Just trying to get out of a design mass. Does sharkbite last?
Home owner near Minneapolis with cast iron radiators, one non working slant fin now ripped out, and hot water heat.
Mad Dog_2

Comments

  • Mad Dog_2
    Mad Dog_2 Member Posts: 6,831
    Sharkbites do work, but I would never use them in a permanent installation.  Mad Dog
    kcoppRobomooSolid_Fuel_Man
  • Mad Dog_2
    Mad Dog_2 Member Posts: 6,831
    Do u mean design MESS?  Md
  • Jamie Hall
    Jamie Hall Member Posts: 23,168
    Pretty much anything you can do with a Sharkbite you can do with proper crimp fittings. The Sharkbites are great, but not permanent.
    Br. Jamie, osb
    Building superintendent/caretaker, 7200 sq. ft. historic house museum with dependencies in New England
  • eclecticmn
    eclecticmn Member Posts: 121
    Mess means I ran the pex once, hated the design and future options for my house. I don't do this for a living, obviously. I cut through new holes on joists but had to cut off the pex B fittings. If I was doing this from beginning I would use pex A. I have to buy at least one O2 pex stick and couple it to pex B to reuse some old pex B and their fittings, valves. I screwed up once so I might do so again. I lack good spatial skills. One screw up was to run where the previous owner ran his copper.

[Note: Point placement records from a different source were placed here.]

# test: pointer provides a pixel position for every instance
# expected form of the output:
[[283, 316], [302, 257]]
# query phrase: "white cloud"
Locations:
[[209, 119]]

    I am tired of it. Once built and running someone else could always repipe however they want. Suspended ceiling this time, not the sheet rock I had to remove for many reasons. The house first floor inside wall is 6 inches past/outside of the basement wall below which is paneling over 2x2s on concrete. Add the distance from wall to radiator pipes and get maybe 9 inches from kitchen wall nook that I want the radiators to fit in under the windows without protruding into a possible future walking space rather than near table. This design constraint is hard for me as that is not my skill set to visualize.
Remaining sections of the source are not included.